Let’s make an example. Rose-ringed Parakeets (Psittacula krameri) are a species of parrots. In Germany, they have been spreading since the late 1960s. They live mostly in urban areas, where they use tree holes, but also holes in buildings, for breeding. They reached the region around Heidelberg and Mannheim in the early 1970s. The map below shows plausibility estimations based on OSM tag context for 111 observations of Rose-ringed Parakeets in or around Heidelberg and Mannheim. These observations were reported to iNaturalist, an American project which collects observations of organisms from volunteers all over the world. The Rose-ringed Parakeet’s typical OSM context, on which this estimation is based, was extracted with the help of observations from ArtenFinder, a citizen science project with similar aim and properties as iNaturalist which is active in the federal state of Rheinland-Pfalz (covering parts of the area shown in the map below, west of the river Rhine). Plausibility estimation in the light of OSM context shows relatively high or medium values for observations in or close to urban centers, while some observations in more rural settings in the western part of the focus area of this example (see map below) present cases of lower plausibility. In this example, plausibility was estimated by comparing the observations’ OSM context and the Rose-ringed Parakeet’s typical OSM context with the help of the Jaccard index, a well-known coefficient for measuring the similarity of the biodiversity at different sites. Observation locations which are away from urban centers appear less plausible, because OSM context differs from the typical situations in which Rose-ringed Parakeets are usually observed. Therefore, this approach can be used to automatically identify unusual observations which might need closer examination in quality assurance of such observation data. It also proves high plausibility of observations in typical situations, which need not be further scrutinized.

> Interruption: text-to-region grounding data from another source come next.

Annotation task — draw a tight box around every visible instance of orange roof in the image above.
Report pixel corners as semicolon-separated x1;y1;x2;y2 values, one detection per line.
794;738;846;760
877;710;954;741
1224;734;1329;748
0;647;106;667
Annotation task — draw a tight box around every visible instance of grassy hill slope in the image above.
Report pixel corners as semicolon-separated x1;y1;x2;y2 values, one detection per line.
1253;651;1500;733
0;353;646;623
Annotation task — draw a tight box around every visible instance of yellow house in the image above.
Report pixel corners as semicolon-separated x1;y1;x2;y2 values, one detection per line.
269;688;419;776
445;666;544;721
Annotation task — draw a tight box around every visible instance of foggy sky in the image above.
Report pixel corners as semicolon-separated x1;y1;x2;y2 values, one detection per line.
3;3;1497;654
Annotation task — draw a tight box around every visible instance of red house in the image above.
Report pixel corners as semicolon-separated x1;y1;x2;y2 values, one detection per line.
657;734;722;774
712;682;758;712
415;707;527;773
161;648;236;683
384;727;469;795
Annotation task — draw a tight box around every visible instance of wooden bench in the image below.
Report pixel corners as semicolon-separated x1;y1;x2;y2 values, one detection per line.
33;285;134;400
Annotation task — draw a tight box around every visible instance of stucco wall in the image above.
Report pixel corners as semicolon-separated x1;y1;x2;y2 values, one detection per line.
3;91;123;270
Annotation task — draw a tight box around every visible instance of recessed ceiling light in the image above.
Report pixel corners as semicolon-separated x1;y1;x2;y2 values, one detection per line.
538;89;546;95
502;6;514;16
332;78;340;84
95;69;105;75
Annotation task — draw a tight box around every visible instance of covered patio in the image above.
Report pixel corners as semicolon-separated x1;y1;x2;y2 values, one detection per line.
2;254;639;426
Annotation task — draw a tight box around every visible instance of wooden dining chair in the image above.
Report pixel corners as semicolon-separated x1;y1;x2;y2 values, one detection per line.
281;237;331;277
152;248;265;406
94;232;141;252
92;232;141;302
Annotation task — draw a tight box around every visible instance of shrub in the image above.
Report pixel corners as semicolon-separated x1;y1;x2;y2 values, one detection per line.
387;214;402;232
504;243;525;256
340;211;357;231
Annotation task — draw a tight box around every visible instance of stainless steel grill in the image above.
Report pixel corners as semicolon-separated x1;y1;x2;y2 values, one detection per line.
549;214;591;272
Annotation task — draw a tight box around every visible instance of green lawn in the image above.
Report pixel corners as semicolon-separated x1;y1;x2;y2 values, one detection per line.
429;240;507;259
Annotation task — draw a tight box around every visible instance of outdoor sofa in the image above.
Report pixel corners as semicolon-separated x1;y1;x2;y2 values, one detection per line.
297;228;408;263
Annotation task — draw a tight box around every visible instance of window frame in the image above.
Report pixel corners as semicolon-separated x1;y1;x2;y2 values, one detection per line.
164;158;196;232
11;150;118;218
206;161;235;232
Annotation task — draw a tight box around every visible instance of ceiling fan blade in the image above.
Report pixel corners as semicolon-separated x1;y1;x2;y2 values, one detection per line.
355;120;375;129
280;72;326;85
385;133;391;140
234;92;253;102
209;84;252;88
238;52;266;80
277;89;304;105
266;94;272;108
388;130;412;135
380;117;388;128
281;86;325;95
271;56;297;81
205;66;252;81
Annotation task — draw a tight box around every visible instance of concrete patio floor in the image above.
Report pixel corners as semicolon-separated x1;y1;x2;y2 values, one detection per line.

This research, presented here in much simplified form, contributes to the development of approaches which allow for automatic quality assessment of citizen science observations of organisms. Such approaches can support quality assurance by identifying unusual observations, and by proving high quality of others. This may reduce the workload for experts in charge of quality control, and may render data quality more transparent for any user of such data. HeiGIT’s OSHDB and the tools surrounding it, especially the OHSOME API, provide the necessary infrastructure for the implementation of this approach in a proper methodology.